Christchurch midwives and their supporters will today march to St George's Hospital to hand-deliver a petition backed by more than 30,000 people to keep the maternity unit open.
The fight to save St George's has attracted the support of sports stars Richie and Gemma McCaw, whose daughters were cared for at the hospital, along with city councillor and Canterbury District Health Board member James Gough.
Rata Midwives staff will join other campaigners on a march to the hospital to present their Save St George's Birthing Unit petition to its chief executive Blair Roxborough in person.
Midwife Sheena Ross, who organised the petition, said she was thrilled with the response and hoped it would influence St George's decision-makers.
"The idea of delivering a petition in the Kate Sheppard Christchurch-style is something we really wanted to do," she said.
"The thing we're most thrilled about is that it's been mainly grassroots, it's been the community. Ordinary families, ordinary whānau have come together going, no, actually we really love this service and we don't want it stopped."
The private hospital, which is the only primary birthing unit in Christchurch, has a contract with the Canterbury District Health Board to provide publicly funded maternity services.
The deadline for staff submissions on a proposal for change that includes an option to close the maternity ward indefinitely falls tomorrow.
Roxborough declined an interview request, but said in a statement that management was working with the hospital's midwives.
"We have received many emails and phone calls about the future of St George's maternity," he said.
"We are working closely with our maternity team, having presented them with a proposal about the future of the St George's Maternity Centre."
Women can choose to give birth at a hospital, a primary birthing unit - for healthy people with no pregnancy complications - or at home.
Ross said midwives were deeply concerned St George's maternity centre would close, leaving Christchurch without a primary birthing unit until the DHB's new city unit opens next year.
She said home-like primary birthing units were ideal for women with uncomplicated pregnancies, but women would be forced to go to Christchurch Women's Hospital if St George's closed, stretching resources meant for acute care.
"If Christchurch Women's is too full, then those unwell women will have less access to care. There will be fewer beds available, they'll be sent home quicker postnatally.
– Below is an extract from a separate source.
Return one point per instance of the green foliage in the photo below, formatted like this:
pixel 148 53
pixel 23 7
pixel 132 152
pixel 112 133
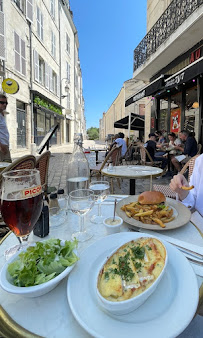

You can only stretch a service so far," she said.
Gemma McCaw told RNZ last month the postnatal care she received at St George's after the birth of her two daughters, Charlotte and Grace, made all the difference.
"Birth is a big process but getting that immediate care afterwards was just amazing for me," she said.
The DHB's executive director of midwifery and maternity services, Norma Campbell, has previously said the board has "no visibility over the proposal for change" because St George's is a private hospital.
St George's current contract with the DHB expires in June next year.
Documents show St George's is contracted for about 385 labours, deliveries and postnatal stays and up to 870 postnatal transfers from Christchurch Women's Hospital per year.
A new 10-bed primary birthing unit is due to open in Rolleston early next month, when the six beds at Lincoln Maternity Hospital will close.
The DHB's new 20-bed unit next to Christchurch Hospital is due to open in the middle of next year.
A primary birthing unit in Burwood closed in 2016.